4

This is a complicated one, but I suspect there's some principle I can apply to make it simple - I just don't know what it is.

I need to parcel out presentation slots to a class full of students for the semester. There are multiple possible dates, and multiple presentation types. I conducted a survey where students could rank their interest in the different topics. What I'd like to do is get the best (or at least a good) distribution of presentation slots to students.

So, what I have:

  • List of 12 dates
  • List of 18 students
  • CSV file where each student (row) has a rating 1-5 for each date

What I'd like to get:

  • Each student should have one of presentation type A (intro), one of presentation type B (figures) and 3 of presentation type C (aims)
  • Each date should have at least 1 of each type of presentation
  • Each date should have no more than 2 of type A or type B
  • Try to give students presentations that they rated highly (4 or 5)
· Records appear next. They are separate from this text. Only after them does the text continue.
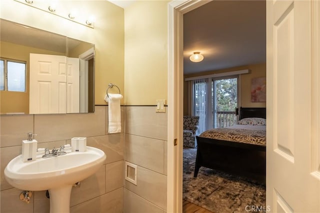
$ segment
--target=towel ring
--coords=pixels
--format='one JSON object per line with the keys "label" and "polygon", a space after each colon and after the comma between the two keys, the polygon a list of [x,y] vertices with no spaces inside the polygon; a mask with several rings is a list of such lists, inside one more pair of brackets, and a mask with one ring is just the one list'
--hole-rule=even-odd
{"label": "towel ring", "polygon": [[118,87],[117,85],[115,85],[114,84],[110,83],[108,86],[109,86],[108,87],[108,88],[106,89],[106,96],[108,98],[109,97],[109,95],[108,94],[108,90],[109,90],[109,89],[110,89],[110,88],[112,88],[114,86],[115,86],[116,87],[118,88],[118,90],[119,90],[119,94],[121,94],[121,92],[120,92],[120,89],[119,88],[119,87]]}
I should note that I realize this looks like a homework problem, but it's real life :-). I was thinking that I might make a Student class for each student that contains the dates for each presentation type, but I wasn't sure what the best way to populate it would be. Actually, I'm not even sure where to start.

Junuxx
  • 14,011
  • 5
  • 41
  • 71
kevbonham
  • 999
  • 7
  • 24
  • Show us what you've tried, and we can help you out from there – inspectorG4dget Jan 25 '16 at 20:49
  • Is there a limited number of type C presentation slots in a day? And do students have to give their A, B, C presentations in order? – Junuxx Jan 25 '16 at 20:51
  • Does "no more than 2 of type A or type B" mean `(A+B) <= 2`, or `A =< 2 && B<= 2`? – Junuxx Jan 25 '16 at 20:55
  • @inspectorG4dget I've gotten as far as `class Student(object):` and importing the csv with survey responses via pandas, but I really have no idea where to start. Sorry - this may be too amorphous a question for this forum :-/ – kevbonham Jan 25 '16 at 22:19
  • @Junuxx No limit to C in a day (though ideally they'd be somewhat uniformly spread out) and no, order for each student is not important. – kevbonham Jan 25 '16 at 22:20
  • @Junuxx re: your second question, `A <= 2 && B <= 2`... ideally `(A+B) <= 3` – kevbonham Jan 25 '16 at 22:22

1 Answers1

2

TL;DR: I think you're giving your students too much choice :D

But I had a shot at this problem anyway. Pretty fun exercise actually, although some of the constraints were a little vague. Most of all, I had to guess what the actual students' preference distribution would look like. I went with uniformly distributed, independent variables, although that's probably not very realistic. Still I think it should work just as well on real data as it does on my randomly generated data.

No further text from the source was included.